A lot of scripts.
Not as many scripts as industry suits read.
Those poor bastards read scripts year in, year out, 24/7.
I just read a lot of scripts over the summer.
Reading scripts over the summer though, I see mistakes continually in genre writing. It kind of makes me crazy. I wonder, reading a script that obviously falls into a definite genre, what someone was thinking abandoning the genre mid-game or, worse, pre-game?
This doesn’t just apply to scripts either. Sometimes I see it in actually produced films. The mind boggles. What were these people thinking? I try to mental block those out though. There are not that many of them and usually group frat boy stupid doesn’t get as far as the million dollar mark. Anyway —
Max’s Top Five “You Just Blew Genre” Faves —
Comedies are supposed to be funny. Opening them with a funeral and five consecutive scenes containing people sobbing inconsolably by coffins and gravestones might not be the way to go.
Action Adventure kind of depends on action. Stalling a Raiders wannabe flick in the second act with 20 pages in which characters sit in a hotel room while it rains might not play so well for the genre.
The keyword in Romantic Comedy is “romantic.” It might be wise to reconsider that plethora of fart jokes. Also, this is a date film, people. Do you really think a half hour watching a guy on screen fucking different women is going to work out on date night?
Children/Family Films are supposed to be fun for kids. Generally speaking, that means the kid should get the fun action, not the mid-life crisis dad. Another thing to think about with kid films: Little kids are going to watch these films. Are people playing with severed body parts really the way to go there?

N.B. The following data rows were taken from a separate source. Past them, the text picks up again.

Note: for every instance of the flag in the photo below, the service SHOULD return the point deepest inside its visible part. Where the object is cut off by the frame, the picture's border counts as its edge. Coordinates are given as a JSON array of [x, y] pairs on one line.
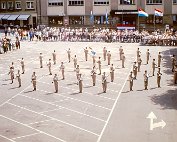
[[106, 16], [91, 17], [157, 12], [142, 13]]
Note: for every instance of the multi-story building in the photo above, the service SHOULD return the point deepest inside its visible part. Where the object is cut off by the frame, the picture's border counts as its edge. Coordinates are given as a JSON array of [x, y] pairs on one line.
[[120, 13], [18, 12]]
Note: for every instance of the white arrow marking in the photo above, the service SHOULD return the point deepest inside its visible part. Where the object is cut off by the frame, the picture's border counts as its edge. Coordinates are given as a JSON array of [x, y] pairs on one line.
[[153, 125]]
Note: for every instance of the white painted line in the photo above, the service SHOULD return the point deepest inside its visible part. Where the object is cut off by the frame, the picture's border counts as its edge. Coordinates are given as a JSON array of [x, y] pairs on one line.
[[26, 136], [7, 138], [62, 107], [115, 103], [31, 128], [39, 121], [69, 124]]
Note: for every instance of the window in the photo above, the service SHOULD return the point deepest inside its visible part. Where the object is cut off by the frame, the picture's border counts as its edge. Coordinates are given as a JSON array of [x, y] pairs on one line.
[[17, 5], [30, 5], [157, 2], [9, 4], [174, 1], [55, 3], [76, 2], [101, 2], [127, 2], [150, 19], [3, 5]]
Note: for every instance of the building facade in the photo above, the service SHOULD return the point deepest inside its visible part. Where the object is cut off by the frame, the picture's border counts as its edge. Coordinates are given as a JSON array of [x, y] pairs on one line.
[[21, 13], [111, 13]]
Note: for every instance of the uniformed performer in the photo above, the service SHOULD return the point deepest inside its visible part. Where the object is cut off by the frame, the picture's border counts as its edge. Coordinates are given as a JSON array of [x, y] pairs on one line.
[[120, 52], [175, 74], [33, 80], [55, 81], [159, 74], [11, 72], [123, 59], [147, 56], [104, 82], [75, 61], [77, 71], [159, 59], [93, 74], [139, 61], [109, 57], [138, 53], [135, 70], [104, 53], [54, 57], [146, 77], [62, 68], [173, 61], [86, 53], [49, 64], [80, 83], [131, 81], [18, 78], [99, 65], [153, 66], [41, 60], [112, 72], [69, 55], [23, 65]]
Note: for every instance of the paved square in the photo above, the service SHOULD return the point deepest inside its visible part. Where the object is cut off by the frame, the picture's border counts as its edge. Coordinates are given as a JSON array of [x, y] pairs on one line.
[[91, 116]]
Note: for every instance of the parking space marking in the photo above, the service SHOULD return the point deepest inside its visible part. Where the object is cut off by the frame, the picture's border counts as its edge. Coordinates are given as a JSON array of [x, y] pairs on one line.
[[31, 128], [69, 124], [7, 138], [26, 136]]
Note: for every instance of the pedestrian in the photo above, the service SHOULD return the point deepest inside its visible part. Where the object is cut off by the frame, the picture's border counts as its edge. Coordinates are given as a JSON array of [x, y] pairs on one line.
[[86, 53], [69, 55], [138, 53], [147, 56], [80, 83], [99, 65], [153, 66], [109, 57], [159, 59], [139, 61], [173, 61], [123, 59], [41, 60], [75, 61], [49, 64], [104, 82], [55, 81], [11, 72], [62, 68], [77, 71], [146, 77], [159, 74], [120, 52], [131, 81], [175, 74], [54, 57], [104, 53], [135, 70], [33, 78], [93, 74], [18, 78], [23, 65], [112, 72]]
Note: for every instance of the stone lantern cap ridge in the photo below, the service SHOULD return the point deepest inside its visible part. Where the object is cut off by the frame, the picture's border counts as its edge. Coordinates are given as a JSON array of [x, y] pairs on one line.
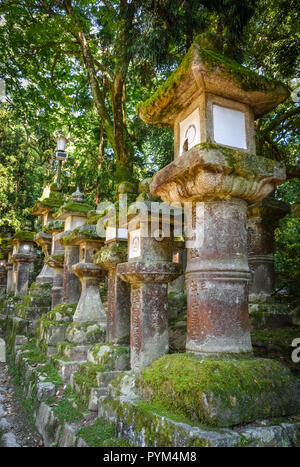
[[111, 255], [54, 226], [160, 272], [88, 269], [77, 196], [74, 208], [210, 171], [50, 203], [55, 260], [269, 208], [41, 238], [205, 70], [5, 245], [83, 233], [23, 235]]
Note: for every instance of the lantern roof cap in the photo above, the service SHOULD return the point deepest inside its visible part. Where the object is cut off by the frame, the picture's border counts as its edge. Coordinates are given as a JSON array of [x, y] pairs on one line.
[[206, 70]]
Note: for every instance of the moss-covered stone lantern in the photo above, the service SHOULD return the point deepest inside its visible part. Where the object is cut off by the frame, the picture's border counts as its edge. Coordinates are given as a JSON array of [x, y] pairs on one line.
[[148, 270], [56, 260], [23, 256], [211, 103], [263, 219], [113, 253], [44, 208], [74, 213]]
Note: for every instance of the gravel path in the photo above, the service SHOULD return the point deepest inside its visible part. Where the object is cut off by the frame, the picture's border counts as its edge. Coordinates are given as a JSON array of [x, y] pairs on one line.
[[14, 430]]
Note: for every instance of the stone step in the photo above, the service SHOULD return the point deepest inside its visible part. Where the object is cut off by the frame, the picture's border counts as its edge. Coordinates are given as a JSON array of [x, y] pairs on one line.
[[66, 369], [105, 377]]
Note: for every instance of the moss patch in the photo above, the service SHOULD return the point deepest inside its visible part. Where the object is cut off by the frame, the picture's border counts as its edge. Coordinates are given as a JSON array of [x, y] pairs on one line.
[[219, 392], [24, 235]]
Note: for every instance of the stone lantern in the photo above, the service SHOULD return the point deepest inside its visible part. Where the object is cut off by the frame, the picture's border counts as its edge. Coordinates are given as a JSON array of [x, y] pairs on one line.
[[6, 265], [263, 219], [50, 200], [56, 260], [74, 213], [23, 256], [113, 253], [148, 270], [211, 102], [3, 278], [9, 268], [90, 308]]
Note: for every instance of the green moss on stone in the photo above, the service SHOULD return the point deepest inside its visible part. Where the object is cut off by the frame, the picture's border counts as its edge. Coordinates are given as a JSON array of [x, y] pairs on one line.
[[24, 235], [218, 392], [246, 78], [74, 207]]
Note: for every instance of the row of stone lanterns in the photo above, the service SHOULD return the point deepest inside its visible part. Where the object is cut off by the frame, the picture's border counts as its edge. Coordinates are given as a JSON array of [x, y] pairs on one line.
[[215, 167]]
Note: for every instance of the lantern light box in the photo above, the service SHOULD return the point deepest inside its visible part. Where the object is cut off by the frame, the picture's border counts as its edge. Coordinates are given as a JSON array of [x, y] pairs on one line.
[[205, 101]]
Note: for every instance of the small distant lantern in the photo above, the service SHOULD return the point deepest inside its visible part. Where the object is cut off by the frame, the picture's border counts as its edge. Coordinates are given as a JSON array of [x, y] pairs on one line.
[[61, 141]]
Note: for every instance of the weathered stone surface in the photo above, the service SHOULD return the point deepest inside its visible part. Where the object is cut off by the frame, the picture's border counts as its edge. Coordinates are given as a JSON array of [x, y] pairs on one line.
[[45, 390], [66, 369], [21, 340], [143, 426], [8, 440], [212, 172], [47, 424], [270, 315], [273, 436], [112, 357], [4, 425], [217, 272], [2, 351], [89, 308], [118, 309], [3, 413], [85, 333], [68, 436], [94, 398], [73, 352], [221, 392], [205, 71], [263, 218]]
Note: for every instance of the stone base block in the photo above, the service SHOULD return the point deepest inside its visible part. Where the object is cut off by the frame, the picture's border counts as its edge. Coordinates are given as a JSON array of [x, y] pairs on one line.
[[270, 315], [85, 333], [110, 356], [66, 369], [53, 334], [105, 377], [176, 304], [223, 391], [2, 351], [296, 316], [73, 352], [144, 425]]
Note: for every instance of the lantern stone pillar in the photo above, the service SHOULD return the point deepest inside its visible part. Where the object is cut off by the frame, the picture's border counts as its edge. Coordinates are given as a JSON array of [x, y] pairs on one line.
[[3, 279], [74, 213], [44, 208], [118, 306], [5, 261], [9, 268], [89, 308], [216, 170], [148, 270], [23, 256], [263, 219], [56, 260], [44, 241], [179, 256]]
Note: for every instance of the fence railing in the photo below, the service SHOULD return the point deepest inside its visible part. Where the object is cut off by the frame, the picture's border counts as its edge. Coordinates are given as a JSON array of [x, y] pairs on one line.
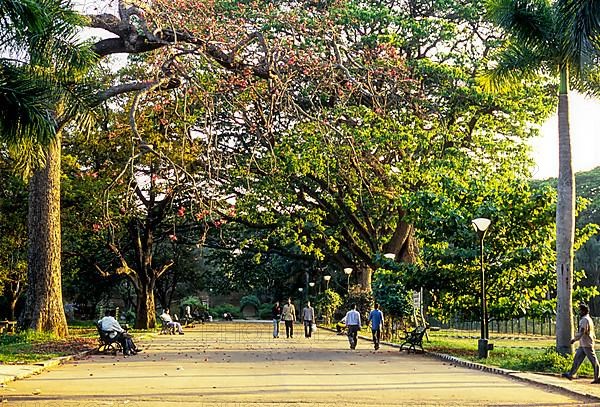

Serial Killers have been fascinating audiences for years. What is supposed to be fascinating and freaky about serial killers however is the serial killer – not the script writer who refers to decomposed bodies and evisceration as “sexy” in scene description. Rule to the wise: What characters say? Is the character talking. What scene description says? Is the writer talking. And every reader knows the difference.